SimpleConsumer抓取数据流程使用和scala版本的Producer类似,用同步类型的阻塞通道实现.

因此ConsumerFetcherThread调用fetch时就会阻塞地返回结果数据给抓取线程(FetchResponse).
那么为什么在ConsumerFetcherThread中在fetch之后要有processPartitionData这种马后炮呢?

class SimpleConsumer(val host: String, val port: Int, val soTimeout: Int, 
  val bufferSize: Int, val clientId: String) extends Logging {
  private val blockingChannel = new BlockingChannel(host, port, bufferSize, ..)

  def fetch(request: FetchRequest): FetchResponse = {
    var response: NetworkReceive = sendRequest(request)
    val fetchResponse = FetchResponse.readFrom(response.payload(), request.versionId)
    val fetchedSize = fetchResponse.sizeInBytes
    fetchResponse
  }
}

一个消费者线程(ConsumerFetcherThread)会和一个source Broker建立唯一的连接通道,
而这些broker最开始源于LeaderFinderThread的leaderForPartitionsMap.

LeaderFinderThread                                      AbstractFetcherManager 
  |-- addFetcherForPartitions(leaderForPartitionsMap)  --> |-- createFetcherThread(fetcherId,broker)      

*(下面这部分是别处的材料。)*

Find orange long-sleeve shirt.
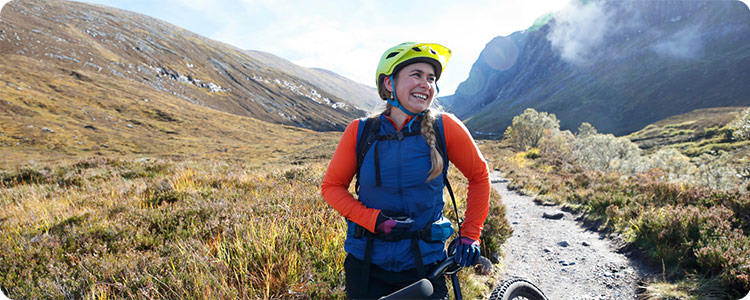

ConsumerFetcherManager          ConsumerFetcherThread  
  |-- new ConsumerFetcherThread -->  |-- simepleConsumer.fetch --> SimpleConsumer(sourceBroker) --> BlockingChannel

小结

再次梳理下消费者,线程,队列,通道等的关系.

No	Event	DataStructure
1	消费者订阅多个主题(Topic),每个主题可以配置多个线程(Count)	TopicCount
2	消费者对一个Topic就可以有多个线程	topicThreadIds: topic->theadIds
3	每个线程对应一个队列和KafkaStream	queuesAndStreams
4	一个Topic和Partition组合对应一个fetcherId	fetcherId
5	根据fetcherId和broker可以创建一个FetcherThread	createFetcherThread(fetcherId,broker)
6	一个FetcherThread使用一个SimpleConsumer和一个BlockingChannel通道	SimpleConsumer
7	一个fetcherId可能对应相同broker,相同topic,不同的partition	partitionMap
8	一次fetch操作从partitionMap中构建一个FetchRequest	buildFetchRequest
9	所以一个FetchRequest会包括多个Partition	TopicAndPartition->PartitionFetchInfo

k_consumer_hubble

因为FetchRequest对应唯一的SimpleConsumer(6),所以构建FetchRequest的partitionMap也是属于唯一的FetcherThread(上图左下角).

Method	Action	Explain
AbstractFetcherManager.addFetcherForPartitions	fetcherThreadMap(brokerAndFetcherId).addPartitions(..)	把属于某个Fetcher的Partitions加入到对应的线程中
AbstractFetcherThread.addPartitions	partitionMap.put(…)	添加只属于这个线程的Partition到对应的partitionMap中
AbstractFetcherThread.buildFetchRequest	FetchRequest	根据partitionMap构建FetchRequest

目前为止的工作如下, 下一步就是服务端处理FetchRequest,并返回FetchResponse.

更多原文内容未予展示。